Supreme court
© J. Scott Applewhite/AP
The Supreme Court building on Capitol Hill, Washington D.C.
This was another uneventful morning at the Supreme Court, with two uncontroversial decisions (one unanimous, one split between 9-0 and 8-1 decisions in two related cases) involving the First Step Act and the felon-in-possession statute. But the big news came in case number 20-1199, Students for Fair Admissions v. President and Fellows of Harvard College.

The Court has yet to decide whether it wants to hear the case, but this morning, it asked the Biden administration to file an amicus brief setting forth its views of the case. Cases in which the Court asks the Solicitor General for such a brief are not always taken by the Court, but they are much more likely to end up on its docket.

While there is little doubt that the administration will side with Harvard, its position could be politically sticky, and the case could be explosive. The petition asks the Court to overrule its pro-"diversity" rationale for allowing universities to consider race in admissions:
(1) Whether the Supreme Court should overrule Grutter v. Bollinger and hold that institutions of higher education cannot use race as a factor in admissions; and (2) whether Harvard College is violating Title VI of the Civil Rights Act by penalizing Asian-American applicants, engaging in racial balancing, overemphasizing race and rejecting workable race-neutral alternatives.
Roger Clegg has set forth the argument for why the Court should hear this case, and it now has the Court's attention.
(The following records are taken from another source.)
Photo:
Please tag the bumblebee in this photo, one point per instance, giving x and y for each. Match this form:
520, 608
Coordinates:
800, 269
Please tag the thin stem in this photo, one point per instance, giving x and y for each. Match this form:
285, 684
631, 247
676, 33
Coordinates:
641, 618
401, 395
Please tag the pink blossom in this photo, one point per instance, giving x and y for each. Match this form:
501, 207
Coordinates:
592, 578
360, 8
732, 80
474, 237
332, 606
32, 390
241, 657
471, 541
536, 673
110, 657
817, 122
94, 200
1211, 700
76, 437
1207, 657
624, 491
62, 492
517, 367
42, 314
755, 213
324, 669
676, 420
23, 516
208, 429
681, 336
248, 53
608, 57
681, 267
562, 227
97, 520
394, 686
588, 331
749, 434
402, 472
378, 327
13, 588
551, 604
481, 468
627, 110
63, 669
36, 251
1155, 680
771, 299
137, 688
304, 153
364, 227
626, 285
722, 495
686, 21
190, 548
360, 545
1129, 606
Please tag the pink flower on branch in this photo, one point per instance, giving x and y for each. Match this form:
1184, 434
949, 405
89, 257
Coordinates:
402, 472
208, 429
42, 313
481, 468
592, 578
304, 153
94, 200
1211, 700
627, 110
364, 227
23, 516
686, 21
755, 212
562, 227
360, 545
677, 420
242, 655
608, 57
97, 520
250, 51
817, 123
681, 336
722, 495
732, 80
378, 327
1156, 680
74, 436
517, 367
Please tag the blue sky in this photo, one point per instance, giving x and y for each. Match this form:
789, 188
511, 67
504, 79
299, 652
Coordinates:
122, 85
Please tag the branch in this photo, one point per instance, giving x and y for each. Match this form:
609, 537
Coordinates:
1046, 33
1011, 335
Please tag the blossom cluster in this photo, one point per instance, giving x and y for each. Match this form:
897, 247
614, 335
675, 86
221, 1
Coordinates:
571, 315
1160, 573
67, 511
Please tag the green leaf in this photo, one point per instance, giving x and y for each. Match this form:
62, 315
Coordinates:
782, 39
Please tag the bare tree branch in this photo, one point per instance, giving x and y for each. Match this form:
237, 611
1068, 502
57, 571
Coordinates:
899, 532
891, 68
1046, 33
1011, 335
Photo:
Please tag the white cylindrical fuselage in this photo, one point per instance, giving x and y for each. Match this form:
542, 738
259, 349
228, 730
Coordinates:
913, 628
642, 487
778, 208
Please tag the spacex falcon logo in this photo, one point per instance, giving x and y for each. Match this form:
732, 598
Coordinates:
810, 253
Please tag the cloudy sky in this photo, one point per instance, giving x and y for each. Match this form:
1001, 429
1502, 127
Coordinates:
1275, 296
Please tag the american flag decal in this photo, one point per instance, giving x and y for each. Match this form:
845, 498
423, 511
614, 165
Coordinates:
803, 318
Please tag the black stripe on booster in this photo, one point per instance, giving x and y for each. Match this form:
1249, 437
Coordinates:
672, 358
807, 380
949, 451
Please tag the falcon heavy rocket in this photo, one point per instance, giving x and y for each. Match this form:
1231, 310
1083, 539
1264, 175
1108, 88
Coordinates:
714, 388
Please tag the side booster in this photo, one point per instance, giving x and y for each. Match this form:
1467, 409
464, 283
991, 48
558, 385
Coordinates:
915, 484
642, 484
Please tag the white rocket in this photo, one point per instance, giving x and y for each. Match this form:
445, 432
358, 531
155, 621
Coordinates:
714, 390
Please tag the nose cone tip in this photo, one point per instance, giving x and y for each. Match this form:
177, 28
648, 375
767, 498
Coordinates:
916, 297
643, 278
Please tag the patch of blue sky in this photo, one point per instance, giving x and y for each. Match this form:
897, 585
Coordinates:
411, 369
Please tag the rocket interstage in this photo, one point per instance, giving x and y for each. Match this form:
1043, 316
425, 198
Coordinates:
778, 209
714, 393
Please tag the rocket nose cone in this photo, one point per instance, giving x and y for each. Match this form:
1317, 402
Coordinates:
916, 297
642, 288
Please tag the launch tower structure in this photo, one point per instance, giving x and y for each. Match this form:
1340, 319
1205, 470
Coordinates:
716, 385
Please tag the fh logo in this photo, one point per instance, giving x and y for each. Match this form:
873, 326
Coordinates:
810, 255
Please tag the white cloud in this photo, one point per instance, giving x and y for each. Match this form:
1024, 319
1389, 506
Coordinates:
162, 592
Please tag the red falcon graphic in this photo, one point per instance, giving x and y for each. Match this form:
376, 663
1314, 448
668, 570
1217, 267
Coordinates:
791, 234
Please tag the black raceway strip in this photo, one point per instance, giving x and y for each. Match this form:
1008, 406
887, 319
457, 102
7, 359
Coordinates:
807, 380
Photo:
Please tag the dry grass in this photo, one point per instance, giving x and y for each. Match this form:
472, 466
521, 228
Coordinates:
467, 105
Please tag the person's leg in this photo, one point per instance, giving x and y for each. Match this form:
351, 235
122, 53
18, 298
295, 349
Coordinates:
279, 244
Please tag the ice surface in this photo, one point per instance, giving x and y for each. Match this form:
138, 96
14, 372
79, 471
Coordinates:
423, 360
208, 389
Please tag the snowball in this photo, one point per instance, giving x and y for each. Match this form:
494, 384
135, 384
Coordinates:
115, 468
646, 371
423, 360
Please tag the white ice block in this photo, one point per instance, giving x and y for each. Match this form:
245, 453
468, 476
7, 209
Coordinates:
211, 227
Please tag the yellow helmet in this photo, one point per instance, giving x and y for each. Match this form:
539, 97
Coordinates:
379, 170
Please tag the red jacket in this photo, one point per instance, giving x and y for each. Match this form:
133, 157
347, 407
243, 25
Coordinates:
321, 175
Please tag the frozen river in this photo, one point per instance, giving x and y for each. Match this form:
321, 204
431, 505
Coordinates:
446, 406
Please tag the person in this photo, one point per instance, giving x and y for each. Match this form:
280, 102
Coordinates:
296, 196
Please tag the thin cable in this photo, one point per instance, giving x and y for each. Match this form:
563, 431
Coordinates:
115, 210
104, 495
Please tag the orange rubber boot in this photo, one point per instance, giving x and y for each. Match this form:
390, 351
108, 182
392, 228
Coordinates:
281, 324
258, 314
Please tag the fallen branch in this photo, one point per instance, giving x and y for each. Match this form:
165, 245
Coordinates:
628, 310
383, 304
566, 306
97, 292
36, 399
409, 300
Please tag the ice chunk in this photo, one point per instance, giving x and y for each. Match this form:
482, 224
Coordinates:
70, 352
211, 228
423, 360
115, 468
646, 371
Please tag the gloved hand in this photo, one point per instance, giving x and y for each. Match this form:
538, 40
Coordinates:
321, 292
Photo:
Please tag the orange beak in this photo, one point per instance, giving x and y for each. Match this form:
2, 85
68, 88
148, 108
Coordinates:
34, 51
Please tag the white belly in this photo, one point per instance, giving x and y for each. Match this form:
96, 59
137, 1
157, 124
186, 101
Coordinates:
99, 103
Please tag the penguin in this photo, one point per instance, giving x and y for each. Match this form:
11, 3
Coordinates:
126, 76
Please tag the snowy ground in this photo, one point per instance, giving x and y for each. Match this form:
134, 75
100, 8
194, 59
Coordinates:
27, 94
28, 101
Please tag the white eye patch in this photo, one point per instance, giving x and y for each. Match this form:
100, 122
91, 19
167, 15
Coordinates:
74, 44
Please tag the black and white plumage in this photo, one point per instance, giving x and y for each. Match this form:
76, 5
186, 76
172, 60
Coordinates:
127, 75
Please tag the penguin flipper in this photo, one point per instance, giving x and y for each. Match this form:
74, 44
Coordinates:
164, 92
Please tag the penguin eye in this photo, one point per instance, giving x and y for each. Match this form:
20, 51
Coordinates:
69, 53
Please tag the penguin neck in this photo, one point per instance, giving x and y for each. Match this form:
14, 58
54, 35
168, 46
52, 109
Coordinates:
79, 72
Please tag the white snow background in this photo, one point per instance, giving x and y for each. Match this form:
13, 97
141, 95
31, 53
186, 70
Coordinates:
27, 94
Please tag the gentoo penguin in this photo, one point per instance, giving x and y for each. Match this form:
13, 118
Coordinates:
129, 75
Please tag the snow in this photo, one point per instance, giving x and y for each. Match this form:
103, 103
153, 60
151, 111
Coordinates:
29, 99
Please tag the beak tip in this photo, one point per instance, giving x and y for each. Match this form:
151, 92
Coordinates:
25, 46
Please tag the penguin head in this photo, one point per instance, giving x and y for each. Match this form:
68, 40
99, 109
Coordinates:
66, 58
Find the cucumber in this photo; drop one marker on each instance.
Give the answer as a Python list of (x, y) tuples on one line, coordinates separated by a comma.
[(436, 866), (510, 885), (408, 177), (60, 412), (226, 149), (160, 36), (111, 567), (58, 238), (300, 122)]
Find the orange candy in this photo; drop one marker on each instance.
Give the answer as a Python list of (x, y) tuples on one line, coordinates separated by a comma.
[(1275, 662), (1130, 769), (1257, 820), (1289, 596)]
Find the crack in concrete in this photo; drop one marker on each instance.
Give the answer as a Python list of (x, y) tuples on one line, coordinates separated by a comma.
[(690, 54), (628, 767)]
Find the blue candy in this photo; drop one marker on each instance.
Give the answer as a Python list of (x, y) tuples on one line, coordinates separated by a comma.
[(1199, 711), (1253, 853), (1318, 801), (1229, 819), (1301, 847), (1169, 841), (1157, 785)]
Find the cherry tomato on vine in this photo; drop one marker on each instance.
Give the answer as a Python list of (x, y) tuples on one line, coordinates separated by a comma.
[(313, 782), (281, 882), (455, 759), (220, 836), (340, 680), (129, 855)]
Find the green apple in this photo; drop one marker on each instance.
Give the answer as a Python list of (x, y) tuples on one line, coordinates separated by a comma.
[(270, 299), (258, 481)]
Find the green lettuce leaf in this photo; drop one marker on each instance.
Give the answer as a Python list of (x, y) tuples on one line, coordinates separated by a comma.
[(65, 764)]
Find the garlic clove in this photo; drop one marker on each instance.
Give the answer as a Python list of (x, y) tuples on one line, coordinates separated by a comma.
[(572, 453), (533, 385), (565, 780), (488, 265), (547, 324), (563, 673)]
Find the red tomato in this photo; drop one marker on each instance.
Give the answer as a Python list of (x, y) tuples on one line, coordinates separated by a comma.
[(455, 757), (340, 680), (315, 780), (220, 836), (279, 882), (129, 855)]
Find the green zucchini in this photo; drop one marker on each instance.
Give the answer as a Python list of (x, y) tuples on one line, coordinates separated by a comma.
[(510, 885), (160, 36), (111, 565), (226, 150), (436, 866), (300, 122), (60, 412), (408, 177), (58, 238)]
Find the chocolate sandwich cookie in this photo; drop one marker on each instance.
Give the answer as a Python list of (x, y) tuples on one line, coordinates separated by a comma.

The case involves blatant discrimination against a group of non-white, historically discriminated-against group (Asian Americans) who have been the subject of much recent attention over anti-Asian hate crimes. Democrats have been very touchy about being forced to admit that they support Harvard's discrimination. The Biden administration dropped an investigation into anti-Asian discrimination at Yale.

Democrats rejected, by a 49-48 vote in the Senate, a Ted Cruz amendment saying that no college "may receive any Federal funding if the institution has a policy in place or engages in a practice that discriminates against Asian Americans in recruitment, applicant review, or admissions."

Congressman Ted Lieu erupted in anger at a hearing in March when Peter Kirsanow raised the issue. Hardly anything is nearer and dearer to Asian-American parents than educational opportunity. Democrats are understandably hesitant to openly admit that they support discrimination against Asian Americans in that very area. But they do.